As a response to the Christchurch Earrthquakes Local Insurers have changed the way the underwrite Earthquake Cover in New Zealand.
Apart from the substantial premium increases for Earthquake Cover Insurers have also changed their criteria for Earthquake Deductibles or Excess for Earthquake. For example Wellington Earthquake Excess are now 5% of site value (including the business interruption value) minimum $5,000.
A typical example is a $20 Million building in Wellington. The Earthquake Excess for this building in the event of Earthquake will now be $20M at 5% = $1M Earthquake Excess.
New Zealand Financial Brokers Limited in conjunction with Insurance Advisernet are pleased to offer Earthquake Excess Buy Down Cover.
Funnily enough Earthquake Excesses in Wellington have always been high. It is only now they have been getting a bit of attention and the market (including mortgagees / banks) have realized the impact of this. Earthquake Deductibles in Wellington have always been 5% of Loss (minimum $5,000).
The subtle difference is 5% of LOSS as opposed to SITE VALUE.

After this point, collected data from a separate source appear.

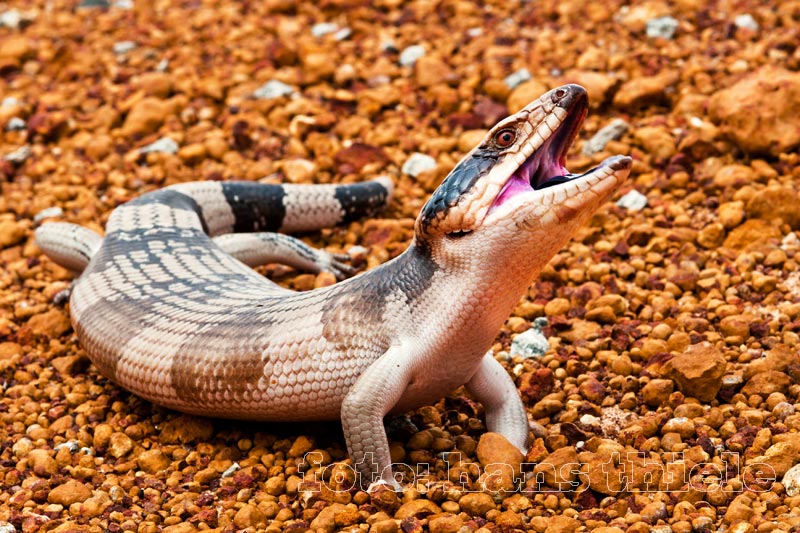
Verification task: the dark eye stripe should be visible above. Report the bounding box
[418,152,498,230]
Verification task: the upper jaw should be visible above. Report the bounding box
[489,84,630,214]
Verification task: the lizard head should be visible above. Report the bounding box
[414,84,632,271]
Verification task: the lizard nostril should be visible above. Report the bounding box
[551,85,586,107]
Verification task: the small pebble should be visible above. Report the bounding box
[5,117,26,131]
[253,80,296,99]
[582,118,629,156]
[616,189,648,211]
[401,153,436,177]
[112,40,137,54]
[646,16,679,39]
[3,145,31,164]
[54,440,80,453]
[311,22,339,37]
[773,402,795,419]
[0,9,22,28]
[399,44,425,67]
[139,137,179,155]
[734,13,759,31]
[783,463,800,496]
[504,68,532,89]
[333,27,351,41]
[509,318,549,358]
[221,462,241,478]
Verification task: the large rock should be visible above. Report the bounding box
[723,219,781,251]
[709,66,800,156]
[612,71,678,109]
[48,480,92,505]
[0,219,25,248]
[27,309,71,338]
[561,70,618,107]
[746,186,800,230]
[663,343,727,402]
[749,433,800,478]
[121,96,184,137]
[741,371,792,397]
[533,446,579,489]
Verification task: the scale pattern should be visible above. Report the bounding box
[70,178,395,421]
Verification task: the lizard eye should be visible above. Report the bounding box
[494,129,517,148]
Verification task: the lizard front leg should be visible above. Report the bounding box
[340,344,412,491]
[466,353,530,454]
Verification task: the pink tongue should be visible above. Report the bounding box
[492,173,531,210]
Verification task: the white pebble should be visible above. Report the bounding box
[6,117,26,131]
[221,462,241,478]
[773,401,795,419]
[311,22,339,38]
[582,118,629,156]
[580,414,601,426]
[0,9,21,28]
[54,440,81,453]
[3,145,31,164]
[333,27,351,41]
[646,16,679,40]
[253,80,296,100]
[510,319,549,359]
[140,137,179,155]
[401,152,436,177]
[504,68,532,89]
[113,40,137,54]
[734,13,759,32]
[616,189,648,211]
[399,45,425,67]
[783,463,800,496]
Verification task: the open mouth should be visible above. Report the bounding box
[491,92,598,210]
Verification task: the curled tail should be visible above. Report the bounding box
[166,177,393,235]
[36,177,393,273]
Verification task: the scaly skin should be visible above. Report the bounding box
[35,85,631,490]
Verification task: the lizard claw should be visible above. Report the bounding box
[317,251,360,281]
[367,478,403,494]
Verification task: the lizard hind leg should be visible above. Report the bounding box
[35,222,104,273]
[213,232,357,280]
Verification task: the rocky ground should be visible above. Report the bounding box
[2,0,800,532]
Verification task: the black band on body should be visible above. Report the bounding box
[222,182,287,233]
[334,180,391,224]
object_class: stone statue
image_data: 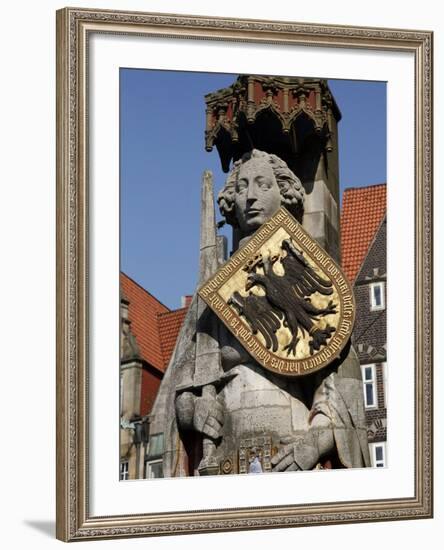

If we take the same Building valued at $20,000,000 and it had a partial loss due to an earthquake say $200,000 then previously the earthquake excess would have been calculated like this
5% of Loss Method
5% of Loss $200,000 = Earthquake Excess $10,000
Settlement $200,000 less $10,000 Earthquake Excess = Settlement $190,000
5% of Site Value Method
Under the new method of calculating earthquake deductibles
5% of site value $20,000,000 at 5% = $1,000,000
Settlement $200,000 is under the $1,000,000 Earthquake Excess = no claim
Please note In the event of a total Loss either excess option would be the same.
Impact on Banks Security and Clients
This has now caught the attention of the banks and lenders. This issue has been around for at least 10 years and is only now being realized that in the event of a large natural disaster clients could be exposed to large uninsured losses.
Anecdotally some lenders are now insisting that borrowers have the funds to cover these large earthquake deductibles for commercial building owners. The problem gets even greater if the borrowers have a number of buildings as the earthquake excesses would be for each building.
Therefore clients have to have the ability to fund these large earthquake excesses in the event of a natural disaster or banks won't lend.
The solution is Earthquake Excess Buy Down cover. Shortly after the Natural Disaster in Canterbury Insurance Advisernet were the First company in the New Zealand Insurance Market to offer Earthquake Excess Buy Down Cover. This product is exclusive to Insurance Advisernet members which New Zealand Financial Brokers Limited are proud members of.
How does it work?
Using the above example of a $20 Million Apartment Building it would have a $1,000,000 Earthquake Excess.
Using Earthquake Excess Buy Down you can elect what excess level you are comfortable with. You could buy your excess down to as low as $25,000 or to a level that fits within your balance sheet.
Premiums do vary from Region to Region, age of the buiding, construction of the building.